When Jay Norvell saw a clip of Ethen Erickson pulling an 18-wheeler behind him, he was hooked.
“I don’t know how familiar you are with the Strongman competition, but you’re talking about (a guy who’s) lifting 350-pound stones over hurdles,” the second-year CSU Rams football coach told The Post. He was asked about Erickson, a 6-foot-4, 275-pound offensive lineman out of Fontana, Calif., who was one of five new players added since December’s National Signing Day period to the program’s recruiting class for the ’23 cycle. “And he’s got some clips of him bench-pressing well over 500 pounds.
“So (not only) is he just incredibly strong, but (Erickson is) an example of the type of kid that we were able to find in this class and that have the physicality, that have the unique athletic traits, that we’re looking for.”

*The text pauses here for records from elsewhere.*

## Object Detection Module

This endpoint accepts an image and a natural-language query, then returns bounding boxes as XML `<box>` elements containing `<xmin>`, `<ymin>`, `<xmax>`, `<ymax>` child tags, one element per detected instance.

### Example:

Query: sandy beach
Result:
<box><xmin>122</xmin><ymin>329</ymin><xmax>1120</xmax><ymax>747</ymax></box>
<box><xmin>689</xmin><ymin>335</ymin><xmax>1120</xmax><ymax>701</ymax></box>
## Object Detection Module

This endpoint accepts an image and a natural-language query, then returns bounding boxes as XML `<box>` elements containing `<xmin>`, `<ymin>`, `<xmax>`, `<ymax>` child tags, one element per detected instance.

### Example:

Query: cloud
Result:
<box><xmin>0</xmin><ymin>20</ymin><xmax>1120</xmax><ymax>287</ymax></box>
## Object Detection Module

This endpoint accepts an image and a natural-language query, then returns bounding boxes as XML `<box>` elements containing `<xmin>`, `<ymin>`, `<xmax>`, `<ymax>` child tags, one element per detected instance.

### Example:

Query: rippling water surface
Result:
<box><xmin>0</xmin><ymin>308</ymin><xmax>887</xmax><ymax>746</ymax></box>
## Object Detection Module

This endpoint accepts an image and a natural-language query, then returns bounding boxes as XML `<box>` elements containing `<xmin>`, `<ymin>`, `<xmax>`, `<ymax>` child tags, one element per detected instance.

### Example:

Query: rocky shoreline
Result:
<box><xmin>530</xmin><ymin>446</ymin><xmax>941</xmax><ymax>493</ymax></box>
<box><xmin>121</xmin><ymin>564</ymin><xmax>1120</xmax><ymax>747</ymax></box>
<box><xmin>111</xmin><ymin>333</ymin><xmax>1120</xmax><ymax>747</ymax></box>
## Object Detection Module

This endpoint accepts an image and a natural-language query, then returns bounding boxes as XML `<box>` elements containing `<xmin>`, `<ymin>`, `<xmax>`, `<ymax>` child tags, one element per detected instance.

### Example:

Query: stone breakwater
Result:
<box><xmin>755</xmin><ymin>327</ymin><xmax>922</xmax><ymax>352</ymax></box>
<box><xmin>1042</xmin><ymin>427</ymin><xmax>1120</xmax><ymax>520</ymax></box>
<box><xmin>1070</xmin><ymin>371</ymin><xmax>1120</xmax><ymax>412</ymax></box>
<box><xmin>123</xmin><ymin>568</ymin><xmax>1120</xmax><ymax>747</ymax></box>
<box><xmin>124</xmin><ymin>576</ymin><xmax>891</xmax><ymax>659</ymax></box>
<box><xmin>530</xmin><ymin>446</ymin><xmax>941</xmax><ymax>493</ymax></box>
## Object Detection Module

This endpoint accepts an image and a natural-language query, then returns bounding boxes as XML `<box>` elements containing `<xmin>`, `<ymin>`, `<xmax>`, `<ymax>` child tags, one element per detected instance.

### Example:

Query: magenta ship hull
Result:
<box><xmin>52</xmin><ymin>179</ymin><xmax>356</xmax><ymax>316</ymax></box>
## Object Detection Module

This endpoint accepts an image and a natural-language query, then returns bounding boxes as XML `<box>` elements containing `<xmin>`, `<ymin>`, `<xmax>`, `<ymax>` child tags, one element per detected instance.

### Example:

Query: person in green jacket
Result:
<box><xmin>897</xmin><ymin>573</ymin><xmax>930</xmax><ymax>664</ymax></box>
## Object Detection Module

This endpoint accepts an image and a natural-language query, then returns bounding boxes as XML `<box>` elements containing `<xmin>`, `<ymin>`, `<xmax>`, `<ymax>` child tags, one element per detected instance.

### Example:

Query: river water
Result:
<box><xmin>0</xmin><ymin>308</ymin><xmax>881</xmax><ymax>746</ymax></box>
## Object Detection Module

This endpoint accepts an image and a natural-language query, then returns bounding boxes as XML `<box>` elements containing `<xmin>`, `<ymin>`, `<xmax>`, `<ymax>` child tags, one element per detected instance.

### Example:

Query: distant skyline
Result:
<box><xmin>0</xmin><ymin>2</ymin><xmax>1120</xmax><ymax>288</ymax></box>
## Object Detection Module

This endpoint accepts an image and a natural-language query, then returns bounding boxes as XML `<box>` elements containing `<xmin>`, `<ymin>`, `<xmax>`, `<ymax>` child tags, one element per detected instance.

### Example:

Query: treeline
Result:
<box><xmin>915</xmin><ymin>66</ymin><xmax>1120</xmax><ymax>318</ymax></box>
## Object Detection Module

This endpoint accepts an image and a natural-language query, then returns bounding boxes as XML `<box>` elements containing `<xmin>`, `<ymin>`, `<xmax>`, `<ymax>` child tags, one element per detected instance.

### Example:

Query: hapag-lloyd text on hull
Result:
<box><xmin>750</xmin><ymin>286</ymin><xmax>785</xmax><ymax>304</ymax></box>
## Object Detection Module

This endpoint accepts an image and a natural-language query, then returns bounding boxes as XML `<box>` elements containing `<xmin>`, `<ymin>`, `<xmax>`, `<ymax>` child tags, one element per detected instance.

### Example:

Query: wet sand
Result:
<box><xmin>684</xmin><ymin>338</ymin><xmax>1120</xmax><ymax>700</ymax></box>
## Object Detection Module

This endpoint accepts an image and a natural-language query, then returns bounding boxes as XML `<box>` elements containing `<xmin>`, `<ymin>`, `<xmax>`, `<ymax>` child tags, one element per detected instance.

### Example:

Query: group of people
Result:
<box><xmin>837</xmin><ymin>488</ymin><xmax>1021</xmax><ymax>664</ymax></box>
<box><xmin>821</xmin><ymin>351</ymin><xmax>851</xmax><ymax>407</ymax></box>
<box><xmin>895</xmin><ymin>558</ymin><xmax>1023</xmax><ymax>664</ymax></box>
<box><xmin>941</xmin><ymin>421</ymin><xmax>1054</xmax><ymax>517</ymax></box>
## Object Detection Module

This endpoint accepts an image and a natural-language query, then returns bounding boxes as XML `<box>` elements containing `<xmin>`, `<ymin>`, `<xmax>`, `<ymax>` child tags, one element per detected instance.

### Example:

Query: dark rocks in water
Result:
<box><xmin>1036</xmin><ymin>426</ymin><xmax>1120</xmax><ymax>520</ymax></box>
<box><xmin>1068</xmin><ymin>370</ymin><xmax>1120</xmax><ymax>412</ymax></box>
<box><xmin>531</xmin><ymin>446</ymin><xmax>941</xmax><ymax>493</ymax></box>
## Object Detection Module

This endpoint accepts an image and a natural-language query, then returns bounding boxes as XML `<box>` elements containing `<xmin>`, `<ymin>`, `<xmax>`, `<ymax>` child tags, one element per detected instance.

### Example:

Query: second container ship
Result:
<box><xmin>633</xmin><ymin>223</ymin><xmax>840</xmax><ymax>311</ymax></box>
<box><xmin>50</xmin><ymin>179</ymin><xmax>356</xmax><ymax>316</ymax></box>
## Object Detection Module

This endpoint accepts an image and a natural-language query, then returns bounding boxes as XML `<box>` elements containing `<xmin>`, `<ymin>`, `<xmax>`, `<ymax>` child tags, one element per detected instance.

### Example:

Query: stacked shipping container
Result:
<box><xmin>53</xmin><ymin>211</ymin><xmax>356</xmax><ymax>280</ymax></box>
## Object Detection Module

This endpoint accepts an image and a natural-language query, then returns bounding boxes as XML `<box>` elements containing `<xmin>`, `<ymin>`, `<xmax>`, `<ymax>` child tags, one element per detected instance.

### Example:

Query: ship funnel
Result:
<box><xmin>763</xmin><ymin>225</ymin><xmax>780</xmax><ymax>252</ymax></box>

If there was an overriding theme on the second, traditional National Signing Day Wednesday — a day Norvell and a CSU entourage spent in Denver and its surrounding suburbs to meet with media, boosters and fans — it boiled down to two words: Bigger. Better.
The Rams’ class — which totaled 39 signees as of late afternoon Tuesday — featured 10 offensive linemen. Half of those big dudes, including Erickson, are transfers. Six weigh at least 270 pounds. At least 16, including 3-star wideout Stephon Daily out of Phoenix’s Sierra Linda High School, were listed as 6-3 or taller.

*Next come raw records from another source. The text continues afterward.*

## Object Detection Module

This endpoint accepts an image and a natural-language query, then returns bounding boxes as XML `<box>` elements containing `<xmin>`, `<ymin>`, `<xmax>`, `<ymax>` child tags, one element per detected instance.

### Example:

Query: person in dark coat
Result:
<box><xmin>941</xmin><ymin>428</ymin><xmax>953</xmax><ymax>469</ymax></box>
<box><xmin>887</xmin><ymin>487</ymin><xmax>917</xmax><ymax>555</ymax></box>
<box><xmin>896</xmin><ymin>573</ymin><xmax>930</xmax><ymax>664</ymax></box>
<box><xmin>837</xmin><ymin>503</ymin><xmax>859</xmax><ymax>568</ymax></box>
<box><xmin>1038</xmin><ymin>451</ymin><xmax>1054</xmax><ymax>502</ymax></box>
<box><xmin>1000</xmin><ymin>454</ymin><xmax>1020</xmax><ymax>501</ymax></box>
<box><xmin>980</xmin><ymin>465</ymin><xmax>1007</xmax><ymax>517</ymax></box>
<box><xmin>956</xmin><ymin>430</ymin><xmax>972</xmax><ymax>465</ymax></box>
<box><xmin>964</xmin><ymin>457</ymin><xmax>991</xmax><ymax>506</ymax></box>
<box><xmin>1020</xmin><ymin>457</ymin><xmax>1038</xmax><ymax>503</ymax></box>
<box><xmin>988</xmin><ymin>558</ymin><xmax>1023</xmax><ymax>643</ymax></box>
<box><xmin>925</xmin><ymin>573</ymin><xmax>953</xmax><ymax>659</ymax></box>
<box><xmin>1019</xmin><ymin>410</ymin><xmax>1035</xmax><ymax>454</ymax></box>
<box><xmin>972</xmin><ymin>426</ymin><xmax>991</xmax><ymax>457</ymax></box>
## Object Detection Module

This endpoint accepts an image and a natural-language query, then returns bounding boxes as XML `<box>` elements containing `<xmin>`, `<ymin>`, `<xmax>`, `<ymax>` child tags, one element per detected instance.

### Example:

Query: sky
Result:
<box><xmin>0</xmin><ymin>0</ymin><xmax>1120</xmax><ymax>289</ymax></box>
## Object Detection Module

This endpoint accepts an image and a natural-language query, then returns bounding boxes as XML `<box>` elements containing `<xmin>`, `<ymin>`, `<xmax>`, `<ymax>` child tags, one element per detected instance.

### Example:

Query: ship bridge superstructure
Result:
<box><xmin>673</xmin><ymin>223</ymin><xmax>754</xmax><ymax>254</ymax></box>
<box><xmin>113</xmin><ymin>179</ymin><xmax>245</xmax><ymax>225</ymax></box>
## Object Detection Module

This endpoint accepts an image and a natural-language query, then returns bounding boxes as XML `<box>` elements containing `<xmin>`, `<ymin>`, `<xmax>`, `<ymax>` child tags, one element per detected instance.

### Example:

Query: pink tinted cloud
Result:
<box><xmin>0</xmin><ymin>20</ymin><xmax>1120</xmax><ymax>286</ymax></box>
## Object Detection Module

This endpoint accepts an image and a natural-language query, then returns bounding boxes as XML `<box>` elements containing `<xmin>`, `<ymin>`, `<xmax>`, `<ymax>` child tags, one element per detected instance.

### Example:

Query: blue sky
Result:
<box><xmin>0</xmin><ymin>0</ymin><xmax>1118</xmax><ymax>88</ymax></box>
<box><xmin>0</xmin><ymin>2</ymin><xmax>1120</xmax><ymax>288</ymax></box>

The 247Sports.com composite ranked Norvell’s CSU class as the second-best overall in the Mountain West, trailing only Boise State. The Rams class was rated as the No. 70 class nationally by the 247Sports composite, the program’s best ranking for a recruiting cycle since 2010.
Norvell told fans Wednesday that he met his goals of adding more size and speed to the program. Of the 39 members of his second class at CSU, the coach noted, 34 are two-sport athletes.
“We’ve got a wide receiver from Arizona who’s a (6-8) high jumper,” Norvell said of Daily. “That’s a symbol of athletic ability … that athletic ability is what we’re looking for. I spent six years in the NFL … sitting in NFL meetings with general managers and scouting staffs and longtime assistant coaches, and (knowing) what they look for, has really helped me (coming) back to college. And we’re looking for NFL players. Just younger.”